Pubblicato il 1 Marzo 2012 10:13 | Ultimo aggiornamento: 1 Marzo 2012 10:20

Il tesoriere del Pdl, Rocco Crimi (Lapresse)

ROMA – Non è solo incubo amministrative nel Pdl. Nel vertice tenutosi ieri, 29 febbraio, a Palazzo Grazioli il colpo di scena di Berlusconi: “Non metto soldi nelle amminsitrative”.

Alle difficoltà già note sulle alleanze da stringere sul piano locale, si sommano quelle nuove sulle casse del partito sempre più prosciugate. A lanciare l’allarme è il tesoriere del Pdl, Rocco Crimi, che ha fatto presente come sia necessario prendere decisioni in fretta e bene sul finanziamento delle campagne elettorali (sia le amministrative di maggio che le prossime politiche) ma anche sull’assetto giuridico da dare a tutta la materia.
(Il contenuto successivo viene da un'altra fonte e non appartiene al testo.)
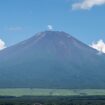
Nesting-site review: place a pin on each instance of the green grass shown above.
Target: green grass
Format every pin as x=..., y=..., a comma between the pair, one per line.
x=50, y=92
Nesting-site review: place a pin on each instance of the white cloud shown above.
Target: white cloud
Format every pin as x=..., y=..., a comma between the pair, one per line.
x=50, y=27
x=99, y=46
x=87, y=4
x=2, y=44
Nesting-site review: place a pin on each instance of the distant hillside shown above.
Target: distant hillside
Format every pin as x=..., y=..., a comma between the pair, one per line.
x=51, y=59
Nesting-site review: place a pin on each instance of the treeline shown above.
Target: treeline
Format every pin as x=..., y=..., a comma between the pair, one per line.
x=26, y=100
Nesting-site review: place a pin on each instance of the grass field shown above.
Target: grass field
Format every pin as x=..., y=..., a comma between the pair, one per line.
x=50, y=92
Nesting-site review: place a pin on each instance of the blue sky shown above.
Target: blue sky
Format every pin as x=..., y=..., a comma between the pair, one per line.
x=21, y=19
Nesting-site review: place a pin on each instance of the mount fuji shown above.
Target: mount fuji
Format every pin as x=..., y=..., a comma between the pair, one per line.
x=52, y=59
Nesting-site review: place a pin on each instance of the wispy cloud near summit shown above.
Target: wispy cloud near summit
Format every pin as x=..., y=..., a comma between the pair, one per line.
x=87, y=4
x=99, y=45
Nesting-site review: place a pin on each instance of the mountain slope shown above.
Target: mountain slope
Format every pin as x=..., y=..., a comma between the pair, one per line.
x=52, y=59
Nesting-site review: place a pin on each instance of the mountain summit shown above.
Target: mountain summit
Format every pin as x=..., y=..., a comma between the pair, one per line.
x=51, y=59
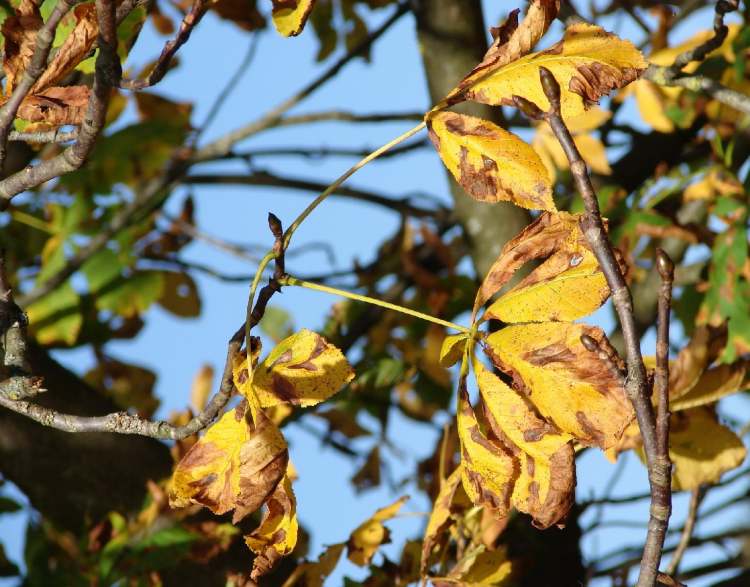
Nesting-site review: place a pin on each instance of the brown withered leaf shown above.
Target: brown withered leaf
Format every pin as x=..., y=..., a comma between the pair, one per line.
x=75, y=48
x=489, y=162
x=368, y=536
x=488, y=471
x=19, y=32
x=236, y=465
x=549, y=233
x=545, y=486
x=276, y=536
x=511, y=41
x=567, y=286
x=567, y=384
x=588, y=63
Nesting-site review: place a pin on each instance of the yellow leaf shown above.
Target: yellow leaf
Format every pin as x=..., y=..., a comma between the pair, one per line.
x=290, y=16
x=545, y=488
x=565, y=287
x=302, y=370
x=490, y=163
x=201, y=388
x=588, y=63
x=714, y=384
x=276, y=536
x=236, y=465
x=701, y=449
x=440, y=515
x=569, y=385
x=488, y=472
x=541, y=238
x=511, y=41
x=367, y=538
x=452, y=349
x=313, y=574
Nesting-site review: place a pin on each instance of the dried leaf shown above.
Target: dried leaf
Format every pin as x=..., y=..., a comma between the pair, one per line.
x=302, y=370
x=588, y=63
x=276, y=536
x=236, y=465
x=490, y=163
x=440, y=515
x=201, y=388
x=56, y=106
x=75, y=48
x=545, y=488
x=511, y=42
x=314, y=574
x=567, y=286
x=547, y=234
x=701, y=449
x=290, y=16
x=569, y=385
x=488, y=471
x=367, y=538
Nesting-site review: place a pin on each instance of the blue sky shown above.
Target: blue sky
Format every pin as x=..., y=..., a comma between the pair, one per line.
x=176, y=348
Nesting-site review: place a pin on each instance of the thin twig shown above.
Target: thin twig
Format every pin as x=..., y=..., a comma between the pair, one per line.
x=125, y=423
x=44, y=38
x=637, y=386
x=696, y=497
x=189, y=22
x=265, y=178
x=220, y=147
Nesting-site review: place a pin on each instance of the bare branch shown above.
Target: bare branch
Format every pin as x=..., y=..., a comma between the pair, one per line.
x=189, y=22
x=696, y=497
x=220, y=147
x=637, y=385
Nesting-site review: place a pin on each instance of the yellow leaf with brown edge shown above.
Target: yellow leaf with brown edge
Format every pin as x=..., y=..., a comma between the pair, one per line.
x=313, y=574
x=302, y=370
x=489, y=162
x=276, y=536
x=701, y=449
x=567, y=286
x=236, y=465
x=450, y=490
x=548, y=234
x=545, y=488
x=370, y=535
x=570, y=386
x=714, y=384
x=480, y=568
x=510, y=41
x=488, y=471
x=588, y=63
x=290, y=16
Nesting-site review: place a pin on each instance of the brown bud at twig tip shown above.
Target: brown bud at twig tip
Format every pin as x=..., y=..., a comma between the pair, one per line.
x=528, y=108
x=664, y=265
x=590, y=343
x=275, y=225
x=551, y=88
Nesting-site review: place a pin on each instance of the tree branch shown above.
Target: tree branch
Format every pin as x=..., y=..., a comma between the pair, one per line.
x=189, y=22
x=637, y=386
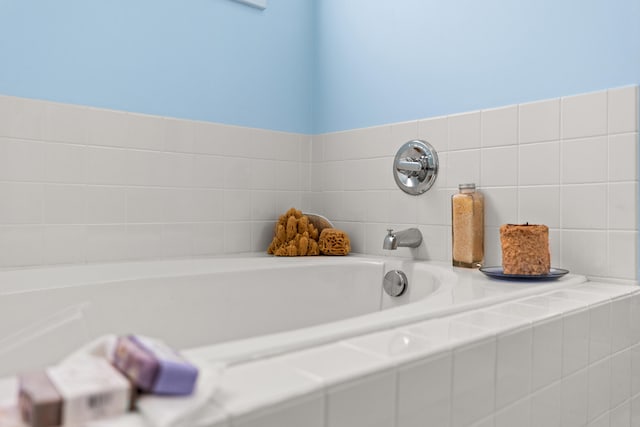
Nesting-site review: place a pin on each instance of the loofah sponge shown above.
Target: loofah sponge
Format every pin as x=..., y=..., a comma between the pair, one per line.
x=334, y=242
x=294, y=235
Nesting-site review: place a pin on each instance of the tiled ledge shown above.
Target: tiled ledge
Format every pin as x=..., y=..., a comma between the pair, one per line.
x=516, y=363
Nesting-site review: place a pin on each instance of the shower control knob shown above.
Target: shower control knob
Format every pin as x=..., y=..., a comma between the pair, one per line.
x=395, y=283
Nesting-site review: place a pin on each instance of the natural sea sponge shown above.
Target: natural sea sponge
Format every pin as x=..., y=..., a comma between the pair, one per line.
x=294, y=235
x=334, y=242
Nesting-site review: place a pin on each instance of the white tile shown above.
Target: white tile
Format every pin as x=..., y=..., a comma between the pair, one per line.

Sì perché dopo il caso Lusi un pò in tutti i partiti c’è preoccupazione circa le problematiche connesse alla trasparenza delle spese e dei contributi.

Crimi rivendica correttezza: “Noi – ha assicurato – vogliamo che sia tutto trasparente nella certificazione delle spese, ma certo servono regole nuove” perché tra incursioni della magistratura e ondate di anti-politica, chi vorrebbe trovarsi nei suoi panni?

Con Silvio che lascia il conto sul tavolo, e col tesoriere in crisi identitaria, la mossa del segretario Angelino Alfano è stata una proposta, simile a quella presentata da Casini, per riformare con apposita legge i partiti, definendone lo stato giuridico, le regole di democrazia interna e i criteri contabili.